Blue Origin announces Space Coast launch date for New Glenn
January 7, 2025
Blue Origin got its license, the payload is secure and now it has a target launch window to try and send up its New Glenn rocket for the first time.
The company announced late Monday that it was aiming for an early Friday liftoff from Cape Canaveral Space Force Station’s Space Launch Complex 36 during a three-hour window that opens at 1 a.m.
Similar to how SpaceX recovers first-stage boosters on droneships in the Atlantic, Blue Origin has already sent out its ship Jacklyn, named after company founder Jeff Bezos’ mother, to attempt a recovery, as well.
“This is our first flight and we’ve prepared rigorously for it,” Jarrett Jones, Blue Origin’s senior vice president for New Glenn, said in a press release. “But no amount of ground testing or mission simulations are a replacement for flying this rocket. It’s time to fly. No matter what happens, we’ll learn, refine, and apply that knowledge to our next launch.”
Bezos’ company received a five-year launch license from the Federal Aviation Administration on Dec. 27, the same day Blue Origin performed a hot fire test of the rocket on the pad, marking the final steps needed before preparing for launch.
The rocket was then rolled back to the integration facility at SLC-36 to load up the payload for launch. The rocket is sending up the company’s Blue Ring Pathfinder, which is designed to prove capabilities for future deployment of fully operational Blue Ring hardware, the company’s miniature spacecraft system designed to transport customer satellites to their final orbital destinations.
“Blue Ring Pathfinder integrated. Jacklyn well underway. Launch license received. Here we go!” Blue Origin CEO Dave Limp posted on X late Monday.
The flight plan calls for the Blue Ring Pathfinder to remain affixed within Blue Origin’s second stage during the entire flight, but it will let the company validate communications from orbit to ground, in-space telemetry, tracking and command hardware, and ground-based radiometric tracking.
The launch also acts as the first of two required certification flights needed by the company to get approved to fly national security missions.
The rocket’s debut had faced delays, and was originally targeting an October liftoff with a pair of Mars-bound satellites for NASA. NASA opted to hold off to a future New Glenn launch, though, so the company opted to fly its own hardware to start.

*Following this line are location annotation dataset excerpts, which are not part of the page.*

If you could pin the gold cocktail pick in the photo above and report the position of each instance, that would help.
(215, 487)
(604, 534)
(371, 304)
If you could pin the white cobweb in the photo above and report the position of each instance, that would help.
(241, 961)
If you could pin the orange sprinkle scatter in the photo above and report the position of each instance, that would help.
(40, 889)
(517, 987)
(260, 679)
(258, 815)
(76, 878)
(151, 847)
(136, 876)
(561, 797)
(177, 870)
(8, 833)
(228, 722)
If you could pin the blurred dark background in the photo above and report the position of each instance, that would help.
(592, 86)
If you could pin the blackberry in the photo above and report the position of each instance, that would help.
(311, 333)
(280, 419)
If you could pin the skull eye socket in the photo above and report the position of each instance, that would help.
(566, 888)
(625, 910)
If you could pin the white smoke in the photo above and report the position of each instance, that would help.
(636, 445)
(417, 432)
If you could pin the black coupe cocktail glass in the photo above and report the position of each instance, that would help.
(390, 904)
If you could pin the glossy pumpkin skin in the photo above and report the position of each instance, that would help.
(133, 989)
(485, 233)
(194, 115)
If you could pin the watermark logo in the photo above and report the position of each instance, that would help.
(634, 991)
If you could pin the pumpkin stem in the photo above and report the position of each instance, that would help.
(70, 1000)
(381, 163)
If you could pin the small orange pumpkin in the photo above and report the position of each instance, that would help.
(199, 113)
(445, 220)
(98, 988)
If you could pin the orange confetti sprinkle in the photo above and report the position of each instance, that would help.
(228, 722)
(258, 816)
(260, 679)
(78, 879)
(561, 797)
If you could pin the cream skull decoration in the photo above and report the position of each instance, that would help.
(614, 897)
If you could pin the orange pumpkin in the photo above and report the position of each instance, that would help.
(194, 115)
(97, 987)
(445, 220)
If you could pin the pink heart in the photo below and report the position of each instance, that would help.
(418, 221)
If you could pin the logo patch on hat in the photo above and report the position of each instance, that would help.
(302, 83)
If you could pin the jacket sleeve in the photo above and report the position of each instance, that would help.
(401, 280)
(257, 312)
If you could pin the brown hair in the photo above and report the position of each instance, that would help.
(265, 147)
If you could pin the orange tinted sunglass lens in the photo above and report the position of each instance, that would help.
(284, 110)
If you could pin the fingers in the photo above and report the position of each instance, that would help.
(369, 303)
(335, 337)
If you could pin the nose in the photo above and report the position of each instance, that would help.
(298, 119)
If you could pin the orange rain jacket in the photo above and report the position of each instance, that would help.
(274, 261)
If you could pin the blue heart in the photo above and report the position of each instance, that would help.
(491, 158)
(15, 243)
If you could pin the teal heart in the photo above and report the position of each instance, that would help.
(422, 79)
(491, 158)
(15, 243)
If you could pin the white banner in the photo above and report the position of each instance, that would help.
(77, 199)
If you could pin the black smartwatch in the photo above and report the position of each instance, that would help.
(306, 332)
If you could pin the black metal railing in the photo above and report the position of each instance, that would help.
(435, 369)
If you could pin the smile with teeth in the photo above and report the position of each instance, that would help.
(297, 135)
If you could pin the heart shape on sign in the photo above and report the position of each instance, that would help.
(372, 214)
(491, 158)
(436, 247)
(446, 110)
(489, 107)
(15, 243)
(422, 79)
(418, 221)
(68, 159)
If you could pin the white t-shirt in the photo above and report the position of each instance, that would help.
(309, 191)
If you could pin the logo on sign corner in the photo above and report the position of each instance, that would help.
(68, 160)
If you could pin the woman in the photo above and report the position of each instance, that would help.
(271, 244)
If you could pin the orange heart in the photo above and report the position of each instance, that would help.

It has several other customers including Bezos’ old company, Amazon, which contracted New Glenn to fly a big chunk of its Project Kuiper internet satellite constellation.
The rocket stages are manufactured at the company’s facilities on Merritt Island adjacent the Kennedy Space Center Visitor Complex.
New Glenn is designed for reusability with its boosters — with the company aiming to get up to 25 reflights out of them.
Blue Origin already has practice in booster recovery with its smaller suborbital rocket New Shepard, that fly out of Texas, but the 322-foot-tall New Glenn is a much bigger brother powered by seven of the company’s BE-4 engines, able to produce up to 3.9 million pounds of thrust at liftoff.
It would be the first new company to launch from the Space Coast since Relativity Space’s Terran-1 launch in March 2023 and the first new rocket since the debut of United Launch Alliance’s Vulcan in January 2024.